1Non-trivial here means the unitary matrix $U$ is explicit in the sense that given $i,j\in[2^n]]$, one can efficiently compute $U_{ij}$.
2Hard in worst-case means that there does not exist efficient algorithm that works on every input. Another hardness notion is hard on average, by which we mean there does not exist efficient algorithm the works for most of the input. Showing average-case hardness is in general a more difficult task than proving worst-case hardness.

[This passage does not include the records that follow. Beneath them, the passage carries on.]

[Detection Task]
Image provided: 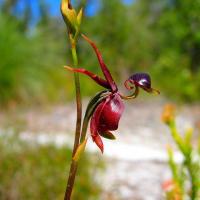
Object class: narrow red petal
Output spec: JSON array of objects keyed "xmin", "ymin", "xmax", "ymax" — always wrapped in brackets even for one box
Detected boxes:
[
  {"xmin": 82, "ymin": 34, "xmax": 118, "ymax": 92},
  {"xmin": 90, "ymin": 100, "xmax": 107, "ymax": 153},
  {"xmin": 93, "ymin": 135, "xmax": 104, "ymax": 153},
  {"xmin": 65, "ymin": 66, "xmax": 111, "ymax": 89},
  {"xmin": 99, "ymin": 94, "xmax": 124, "ymax": 131}
]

3Does the following hold: for any unitary matrix $U\in\mathbb{C}^{2^n\times2^n}$, there exists a classical oracle $A$ such that $C^A(U)=n^{O(1)}$ where $C^A(U)$ is the minimum size of quantum circuit that approximates $U$ with oracle access to $A$.

## References

[Aar16] Scott Aaronson. The complexity of quantum states and transformations: from quantum money to black holes. arXiv preprint arXiv:1607.05256, 2016.
[HH13] Daniel Harlow and Patrick Hayden. Quantum computation vs. firewalls.
Journal of High Energy Physics, 2013(6):85, 2013.
[NC02] Michael A Nielsen and Isaac Chuang. Quantum computation and quantum information, 2002.